"JE N’AI AUCUNE ENVIE QUE L’ON SE PRÉCIPITE POUR LE RENVOYER CHEZ LUI"
MACKY SALL SUR LE RETOUR DU JEUNE GUINÉEN DANS SON PAYS
Le chef de l’Etat n’est pas sur la même longueur d’onde que la plupart des Sénégalais qui réclament avec insistance le rapatriement immédiat dans son pays du jeune ressortissant guinéen atteint et guéri du virus Ebola. Pour Macky Sall qui s’exprime dans le journal français «L’Express», son retour sera préparé avec minutie et prendra tout le temps nécessaire.
Guéri miraculeusement du virus Ebola, Mamadou Aliou Diallo, cet étudiant Guinéen qui manifeste quelques réticences à quitter le sol sénégalais pour son pays, a toutes les raisons de se rassurer. Il ne sera pas expédié dans le premier vol pour Conakry comme le réclament des nombreux Sénégalais qui vivent sous la psychose de la fièvre hémorragique du virus Ebola.

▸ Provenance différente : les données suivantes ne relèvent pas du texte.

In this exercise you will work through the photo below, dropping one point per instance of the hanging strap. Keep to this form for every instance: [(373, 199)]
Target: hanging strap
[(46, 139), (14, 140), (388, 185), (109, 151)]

En effet, dans un entretien accordé à nos confrères français de «L’Express», Macky Sall soutient qu’il n’y a pas lieu de se précipiter pour renvoyer le jeune Guinéen chez lui. Privilégiant d’abord la question de sa sécurité et de son acheminement, le président de la République déclare : «En concertation avec les autorités de Conakry, nous étudions les voies et moyens d’un retour correct. Cela posé, il ne sera pas rapatrié dans l’immédiat».

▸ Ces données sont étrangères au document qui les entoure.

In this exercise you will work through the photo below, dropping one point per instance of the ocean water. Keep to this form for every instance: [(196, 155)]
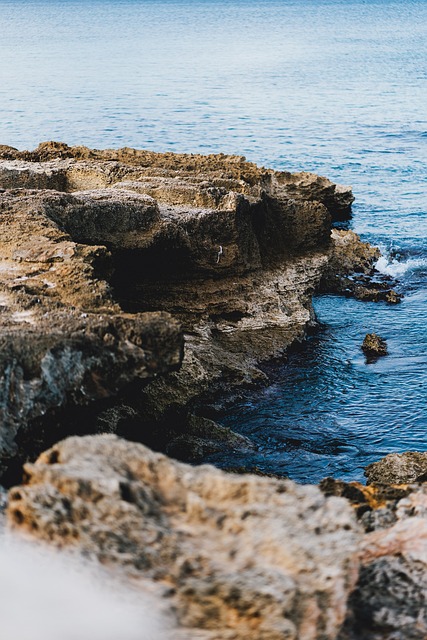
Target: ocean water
[(338, 87)]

En dépit de la guérison du seul cas (importé, faut-il le rappeler) enregistré depuis l’apparition de l’épidémie qui touche la Guinée, la Sierra Léone et le Libéria, le chef de l’Etat refuse de faire dans le triomphalisme, et pour cause. «Aucun pays n’est à l’abri dans un contexte de migrations et de voyages transfrontaliers», explique le Président Sall qui précise, cependant, qu’un dispositif de riposte fondé sur une prise en charge immédiate de tout cas suspect a été mis en oeuvre. Mieux, le Sénégal s’emploie à renforcer son dispositif sanitaire et à faire bon usage des moyens de communication.

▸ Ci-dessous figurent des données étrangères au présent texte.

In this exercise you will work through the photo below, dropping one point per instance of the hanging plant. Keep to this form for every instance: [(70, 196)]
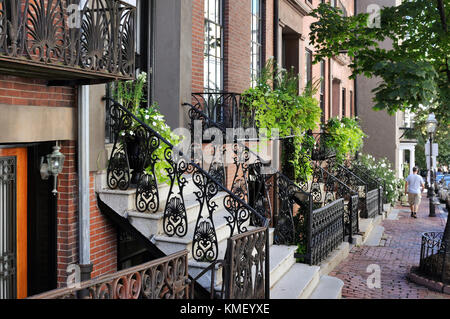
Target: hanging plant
[(343, 136), (131, 94), (279, 106)]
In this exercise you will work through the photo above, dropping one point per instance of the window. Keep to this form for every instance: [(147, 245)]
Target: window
[(322, 90), (256, 46), (213, 55), (308, 67), (343, 102)]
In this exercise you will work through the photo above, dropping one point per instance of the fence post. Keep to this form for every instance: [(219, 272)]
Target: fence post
[(267, 267), (309, 229), (350, 235)]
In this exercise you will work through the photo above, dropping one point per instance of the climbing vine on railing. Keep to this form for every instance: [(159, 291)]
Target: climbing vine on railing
[(132, 95), (345, 137)]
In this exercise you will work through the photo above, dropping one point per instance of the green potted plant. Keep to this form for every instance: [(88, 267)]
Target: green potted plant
[(131, 94)]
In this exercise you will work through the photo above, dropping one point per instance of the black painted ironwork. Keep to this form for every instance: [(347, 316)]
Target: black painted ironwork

Pour mieux réussir sa campagne de prévention contre le virus qui a déjà fait plus de 2000 victimes dans les trois pays touchés (Libéria, Sierra Léone et Guinée), l’Etat du Sénégal a requis le concours des autorités religieuses et coutumières. En plus de diffuser des messages de prévention, ces dernières vont aider à dissiper les phobies consistant à considérer comme cas suspect tout individu qui tousse. «Aujourd’hui, il suffit que quelqu’un tousse pour que l’on entende : «c’est Ebola !», indique pour le regretter Macky Sall qui rappelle une fois de plus que le Sénégal est prêt.
Réaffirmant la décision de son gouvernement d’ouvrir bientôt un corridor humanitaire dans le pays pour permettre aux médecins, agents de l’Organisation mondiale de la santé (Oms) et du Programme alimentaire mondial (Pam) d’accéder aux pays affectés, le Président Sall a déploré l’ostracisme dont se plaignent certains commerçants guinéens. «Je condamne fermement tout comportement visant à ostraciser une communauté. Ce n'est pas parce que le cas détecté chez nous vient de ce pays que tous les Guinéens doivent être considérés comme porteurs potentiels du virus. J'en appelle donc au respect du prochain », martèle-t-il avant d’appeler à décloisonner les régions touchées au nom d’une véritable solidarité internationale.
«Ebola a été terrifiant, comme le choléra, voilà un demi-siècle. Les gens ont peur de l'inconnu. Certains pays se sont donc barricadés. Le Cap-Vert, le Rwanda ou le Cameroun ont fermé leurs frontières aux citoyens sénégalais. Ebola a déclenché une panique planétaire, plus que de raison d'ailleurs. Mais une fois le vent de panique passé, nous devons tous reprendre nos esprits et développer un système de résilience. Je lance donc un appel en faveur d'une véritable solidarité internationale», plaide le chef de l’Etat Macky Sall.